Bangkok (AsiaNews) – Thailand is moving towards a new prime minister and government, following parliamentary elections on 14 May won by a wide margin by parties opposed to military rule.

In his address yesterday to a joint session of parliament (National Assembly)[*] King Rama X urged lawmakers to work in the “best interest" of the country by focusing on the needs of the people and avoiding further conflicts.

The sovereign warned that divisions can only sap investors’ confidence at a time of economic uncertainties and weaken excessively inward-looking ruling elites, whose role, goals and abilities are being questioned by more and more Thais.

Unexpectedly but like on a cue, the two largest parties of the new majority – Move Forward (Phak Kao Klai) led by Pita Limjaroenrat and the For Thais Party  (Phak Phuea Thai) of the Shinawatra family – agreed this morning on a single nominee for the post speaker of the House of Representatives, the lower house.

Wan Muhamad Noor Matha was easily elected speaker of the House of Representatives and ex officio president of the National Assembly. The 79-year-old Wan Noor heads the National Party (Prachachat), also in the opposition until last month’s election.

A veteran politician, he hails from the south, home to a sizable Muslim population, a region troubled by tensions over local autonomy and identity.

But above all, the new speaker is a non-divisive figure. As head of parliament, he will have to reach out to pro-military parties. Although much weakened, the latter can count on the support of the 250-member military-appointed Senate.

As it gets ready for 14 July when the full parliament meets to choose the new prime minister, the new ruling coalition has shown that, by choosing an outsider, it can manage its internal differences and remain engaged in dialogue.

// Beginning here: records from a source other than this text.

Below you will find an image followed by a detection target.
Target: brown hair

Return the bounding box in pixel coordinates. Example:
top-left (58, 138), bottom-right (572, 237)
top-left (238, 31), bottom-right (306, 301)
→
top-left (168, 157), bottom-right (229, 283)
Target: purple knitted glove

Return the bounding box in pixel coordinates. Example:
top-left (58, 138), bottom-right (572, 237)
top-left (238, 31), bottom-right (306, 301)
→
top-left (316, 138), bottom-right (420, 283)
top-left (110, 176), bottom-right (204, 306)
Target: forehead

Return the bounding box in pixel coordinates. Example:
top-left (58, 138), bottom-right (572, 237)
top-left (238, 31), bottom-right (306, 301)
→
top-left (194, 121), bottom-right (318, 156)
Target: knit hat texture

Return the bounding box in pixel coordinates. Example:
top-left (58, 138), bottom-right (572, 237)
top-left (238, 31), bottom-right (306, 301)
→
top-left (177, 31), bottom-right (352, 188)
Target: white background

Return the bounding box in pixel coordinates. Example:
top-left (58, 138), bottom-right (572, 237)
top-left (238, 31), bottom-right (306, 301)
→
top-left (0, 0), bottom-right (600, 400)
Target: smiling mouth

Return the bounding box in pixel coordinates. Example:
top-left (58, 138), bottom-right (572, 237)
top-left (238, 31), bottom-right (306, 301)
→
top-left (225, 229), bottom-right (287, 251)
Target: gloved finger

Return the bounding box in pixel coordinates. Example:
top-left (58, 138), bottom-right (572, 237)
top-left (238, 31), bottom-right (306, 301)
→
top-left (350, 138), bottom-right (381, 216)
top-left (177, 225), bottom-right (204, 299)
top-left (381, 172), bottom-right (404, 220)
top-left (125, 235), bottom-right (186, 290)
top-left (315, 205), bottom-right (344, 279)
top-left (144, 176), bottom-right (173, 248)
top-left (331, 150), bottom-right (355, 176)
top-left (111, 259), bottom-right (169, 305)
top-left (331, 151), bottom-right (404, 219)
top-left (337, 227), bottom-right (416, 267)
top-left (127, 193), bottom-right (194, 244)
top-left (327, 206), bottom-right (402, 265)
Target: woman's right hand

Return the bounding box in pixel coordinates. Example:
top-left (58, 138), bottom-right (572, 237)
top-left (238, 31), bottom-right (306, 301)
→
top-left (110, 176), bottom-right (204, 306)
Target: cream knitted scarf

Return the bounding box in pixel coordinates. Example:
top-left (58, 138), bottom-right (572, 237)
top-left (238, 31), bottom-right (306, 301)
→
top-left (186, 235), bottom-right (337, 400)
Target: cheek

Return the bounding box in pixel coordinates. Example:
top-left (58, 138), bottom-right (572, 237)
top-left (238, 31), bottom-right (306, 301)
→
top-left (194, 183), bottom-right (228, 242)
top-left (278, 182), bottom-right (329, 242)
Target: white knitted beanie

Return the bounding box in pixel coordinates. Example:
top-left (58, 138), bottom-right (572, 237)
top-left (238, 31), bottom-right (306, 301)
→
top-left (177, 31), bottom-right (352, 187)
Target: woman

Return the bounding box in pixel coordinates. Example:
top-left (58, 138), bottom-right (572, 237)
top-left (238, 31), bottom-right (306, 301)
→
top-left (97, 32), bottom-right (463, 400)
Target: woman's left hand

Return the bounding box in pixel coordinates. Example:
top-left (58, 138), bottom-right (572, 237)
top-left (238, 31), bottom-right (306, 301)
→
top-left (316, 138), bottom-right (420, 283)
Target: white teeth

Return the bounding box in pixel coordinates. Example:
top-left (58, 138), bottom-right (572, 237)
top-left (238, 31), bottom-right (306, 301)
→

In the House of Representatives, the eight-party coalition dominated by Move Forward and For Thais party can count on 312 votes out of 500, far short of the 376 (out of 750) needed to pick the new head of government.

Getting at least 64 senators to agree to their pick will be difficult, but the leaders of the new ruling coalition are optimistic.

[*] The National Assembly includes the House of Representatives and the Senate.